Puglia

Bari, Decaro estende concessioni balneari al 31 dicembre 2024

Il sindaco è anche presidente dell'Anci e la sua scelta potrebbe influenzare altri Comuni

Il Comune di Bari ha approvato ieri una delibera per disporre l’estensione della validità delle concessioni demaniali marittime fino al 31 dicembre 2024. Si tratta di una notizia particolarmente rilevante poiché il sindaco della città, Antonio Decaro, è anche presidente dell’Associazione nazionale dei Comuni italiani (Anci), pertanto la sua scelta potrebbe influenzare le amministrazioni ancora indecise sul da farsi. Al momento infatti, com’è noto, i funzionari locali sono spaccati fra chi è orientato a rispettare la nota sentenza del Consiglio di Stato di novembre 2021, che ha imposto la scadenza delle concessioni il 31 dicembre 2023 e proibito qualsiasi ulteriore proroga automatica, e chi invece sta applicando la legge 118/2022 del governo Draghi che ha consentito un anno di deroga in più in caso di “difficoltà oggettive” a espletare le gare. L’Anci non è espresso un parere ufficiale in merito e ogni Comune sta agendo per conto proprio, ma la scelta di Bari è di peso non solo per il ruolo del primo cittadino, bensì anche per come è stata motivata la volontà di avvalersi dell’anno in più.

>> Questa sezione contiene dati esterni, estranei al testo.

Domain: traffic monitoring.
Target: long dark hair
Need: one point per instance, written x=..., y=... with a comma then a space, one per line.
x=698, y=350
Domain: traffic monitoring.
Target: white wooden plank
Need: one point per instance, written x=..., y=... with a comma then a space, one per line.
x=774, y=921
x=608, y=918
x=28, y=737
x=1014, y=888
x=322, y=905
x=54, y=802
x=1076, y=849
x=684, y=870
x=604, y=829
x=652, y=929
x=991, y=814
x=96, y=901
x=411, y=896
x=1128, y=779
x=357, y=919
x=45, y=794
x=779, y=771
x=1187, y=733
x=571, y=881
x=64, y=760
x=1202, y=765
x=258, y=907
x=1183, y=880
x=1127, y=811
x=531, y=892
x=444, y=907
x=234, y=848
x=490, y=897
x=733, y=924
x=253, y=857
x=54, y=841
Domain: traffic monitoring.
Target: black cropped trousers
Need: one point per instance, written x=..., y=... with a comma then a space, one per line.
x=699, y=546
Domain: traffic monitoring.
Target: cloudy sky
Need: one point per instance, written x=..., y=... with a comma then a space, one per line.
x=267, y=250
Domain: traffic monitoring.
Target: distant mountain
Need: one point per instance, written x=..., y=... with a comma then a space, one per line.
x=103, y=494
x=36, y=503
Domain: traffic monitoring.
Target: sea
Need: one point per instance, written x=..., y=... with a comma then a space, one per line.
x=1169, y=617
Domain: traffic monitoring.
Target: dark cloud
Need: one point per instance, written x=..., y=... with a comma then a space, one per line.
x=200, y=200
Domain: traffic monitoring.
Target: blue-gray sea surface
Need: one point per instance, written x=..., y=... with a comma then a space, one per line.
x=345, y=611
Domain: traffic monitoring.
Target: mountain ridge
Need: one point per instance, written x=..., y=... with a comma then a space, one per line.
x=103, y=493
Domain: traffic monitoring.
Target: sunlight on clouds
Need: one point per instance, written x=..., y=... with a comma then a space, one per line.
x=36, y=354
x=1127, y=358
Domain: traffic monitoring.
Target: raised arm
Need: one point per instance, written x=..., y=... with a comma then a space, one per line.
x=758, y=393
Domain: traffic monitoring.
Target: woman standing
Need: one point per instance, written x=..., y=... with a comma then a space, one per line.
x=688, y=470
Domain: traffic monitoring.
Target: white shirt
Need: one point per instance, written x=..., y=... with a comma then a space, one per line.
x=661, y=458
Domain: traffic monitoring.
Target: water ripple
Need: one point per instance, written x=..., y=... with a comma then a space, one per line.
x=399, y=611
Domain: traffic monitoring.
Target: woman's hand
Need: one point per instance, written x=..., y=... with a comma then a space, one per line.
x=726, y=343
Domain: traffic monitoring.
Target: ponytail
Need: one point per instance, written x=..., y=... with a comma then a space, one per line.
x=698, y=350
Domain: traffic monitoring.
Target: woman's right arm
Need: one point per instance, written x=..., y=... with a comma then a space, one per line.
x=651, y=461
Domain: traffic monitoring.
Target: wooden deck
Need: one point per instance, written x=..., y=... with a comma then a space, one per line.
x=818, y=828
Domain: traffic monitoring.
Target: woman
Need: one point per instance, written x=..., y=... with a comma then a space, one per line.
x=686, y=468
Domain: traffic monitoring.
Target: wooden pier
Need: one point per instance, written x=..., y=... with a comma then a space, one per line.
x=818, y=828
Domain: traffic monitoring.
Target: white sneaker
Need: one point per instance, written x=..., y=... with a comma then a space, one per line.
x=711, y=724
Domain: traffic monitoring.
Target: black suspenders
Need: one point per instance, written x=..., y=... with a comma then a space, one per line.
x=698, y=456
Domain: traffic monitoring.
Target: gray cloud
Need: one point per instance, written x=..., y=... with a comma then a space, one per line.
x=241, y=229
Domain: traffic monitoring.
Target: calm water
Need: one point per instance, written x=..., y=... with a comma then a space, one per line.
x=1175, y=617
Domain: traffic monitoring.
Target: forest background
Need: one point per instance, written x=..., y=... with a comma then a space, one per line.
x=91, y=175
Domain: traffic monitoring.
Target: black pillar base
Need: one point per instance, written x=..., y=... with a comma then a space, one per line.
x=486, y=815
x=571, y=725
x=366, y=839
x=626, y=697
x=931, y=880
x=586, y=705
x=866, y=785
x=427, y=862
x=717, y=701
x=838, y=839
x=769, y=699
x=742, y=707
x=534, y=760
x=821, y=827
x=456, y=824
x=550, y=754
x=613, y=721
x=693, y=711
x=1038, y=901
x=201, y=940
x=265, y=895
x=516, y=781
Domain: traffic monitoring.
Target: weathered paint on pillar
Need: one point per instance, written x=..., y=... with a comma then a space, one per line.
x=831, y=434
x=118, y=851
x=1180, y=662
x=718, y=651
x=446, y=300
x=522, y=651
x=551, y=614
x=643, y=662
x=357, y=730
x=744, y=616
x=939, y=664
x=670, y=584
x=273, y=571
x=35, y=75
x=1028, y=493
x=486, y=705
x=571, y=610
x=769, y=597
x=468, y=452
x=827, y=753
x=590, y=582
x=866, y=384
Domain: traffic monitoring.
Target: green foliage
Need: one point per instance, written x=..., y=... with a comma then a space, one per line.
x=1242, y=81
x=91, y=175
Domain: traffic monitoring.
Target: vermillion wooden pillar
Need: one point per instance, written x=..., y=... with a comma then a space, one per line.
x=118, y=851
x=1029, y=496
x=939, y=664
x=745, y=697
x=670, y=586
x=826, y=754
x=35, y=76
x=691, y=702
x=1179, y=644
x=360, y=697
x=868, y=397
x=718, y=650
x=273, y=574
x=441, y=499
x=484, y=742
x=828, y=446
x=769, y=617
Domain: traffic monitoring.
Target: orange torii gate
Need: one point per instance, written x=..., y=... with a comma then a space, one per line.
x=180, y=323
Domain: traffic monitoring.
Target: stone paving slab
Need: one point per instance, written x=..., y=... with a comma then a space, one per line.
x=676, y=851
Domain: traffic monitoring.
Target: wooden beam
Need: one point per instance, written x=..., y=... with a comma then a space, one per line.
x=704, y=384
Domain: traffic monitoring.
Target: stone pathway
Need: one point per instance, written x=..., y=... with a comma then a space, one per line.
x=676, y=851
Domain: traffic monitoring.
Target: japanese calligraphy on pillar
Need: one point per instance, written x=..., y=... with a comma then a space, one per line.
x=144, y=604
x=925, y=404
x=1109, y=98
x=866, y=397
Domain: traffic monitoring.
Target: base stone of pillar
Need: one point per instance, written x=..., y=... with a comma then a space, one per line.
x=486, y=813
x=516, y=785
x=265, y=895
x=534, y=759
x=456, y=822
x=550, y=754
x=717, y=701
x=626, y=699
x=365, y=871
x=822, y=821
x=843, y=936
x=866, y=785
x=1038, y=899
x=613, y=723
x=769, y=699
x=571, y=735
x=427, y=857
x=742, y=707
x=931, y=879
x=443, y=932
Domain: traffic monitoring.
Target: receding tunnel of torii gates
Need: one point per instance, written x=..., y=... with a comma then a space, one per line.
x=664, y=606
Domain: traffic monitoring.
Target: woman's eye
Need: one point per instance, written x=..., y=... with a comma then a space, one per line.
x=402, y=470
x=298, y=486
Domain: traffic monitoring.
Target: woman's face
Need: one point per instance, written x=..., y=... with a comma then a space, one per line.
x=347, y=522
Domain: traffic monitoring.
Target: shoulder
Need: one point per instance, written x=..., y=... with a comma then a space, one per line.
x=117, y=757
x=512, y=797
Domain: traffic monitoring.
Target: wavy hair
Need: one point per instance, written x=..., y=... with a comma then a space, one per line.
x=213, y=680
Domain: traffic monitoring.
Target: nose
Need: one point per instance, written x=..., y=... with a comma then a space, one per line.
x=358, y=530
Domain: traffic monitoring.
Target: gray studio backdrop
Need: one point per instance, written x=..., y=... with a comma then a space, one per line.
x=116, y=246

Spiega infatti una nota del Comune di di Bari: «La giunta comunale ha approvato la delibera che individua al 31 dicembre 2024 il limite massimo per la conservazione delle concessioni demaniali marittime prorogate per legge negli anni passati e ricadenti sul territorio cittadino di Bari. La proroga garantisce la continuità dei servizi offerti dai concessionari all’utenza, la conferma degli introiti in favore degli enti concedenti, la conservazione delle infrastrutture e, allo stesso tempo, consente agli uffici comunali l’espletamento delle procedure per il rinnovo del sistema concessorio in ambito locale. Il provvedimento riguarda tutte le concessioni demaniali interessate dalle proroghe disposte “per legge” ma oggetto di decisione contraria del Consiglio di Stato che le aveva dichiarate inefficaci, e pone quindi fine allo stato di incertezza che ne era seguito».

Con lo stesso atto, la giunta comunale ha anche approvato una ricognizione delle concessioni demaniali in essere, con la volontà di «restituire il quadro complessivo delle condizioni d’uso della fascia costiera cittadina, individuando le parti di territorio concedibili e differenziandole da quelle interessate dai divieti della legge regionale n. 17/15» (che impone una determinata percentuale e tipologia di litorali da non mettere in concessione, NdR). «La delibera dà infatti conto della ricognizione sullo stato attuale in base alla morfologia del territorio, alle funzioni assolte e alle limitazioni imposte dalla disciplina di settore, e restituisce il quadro complessivo delle condizioni d’uso della fascia costiera, individuando le parti di territorio concedibili e mettendone in evidenza il grado di occupazione».

Conclude la nota dell’amministrazione comunale: «La lunghezza complessiva della linea di costa barese interessata corrisponde a 34,34 chilometri. Di questa, una lunghezza di 7,23 chilometri è esclusa dalle competenze delegate al Comune (aree portuali e basi logistiche militari) mentre un’altra, estesa circa 10,55 chilometri, è fascia demaniale marittima “non utile” per via delle restrizioni indicate dalla legge. Della fascia costiera “utile”, la cui lunghezza complessiva corrisponde a 16,56 chilometri, una parte (5,20 chilometri) presenta scarse o limitate capacità di impiego per via delle caratteristiche intrinseche e costruttive. In questo quadro, secondo le previsioni dell’articolo 8, comma 2, legge regionale 17/2015, la ripartizione “Governo e sviluppo strategico del territorio” dovrà procedere all’istruttoria per l’assegnazione delle concessioni demaniali marittime secondo procedure improntate ai principi comunitari in materia di concorrenza».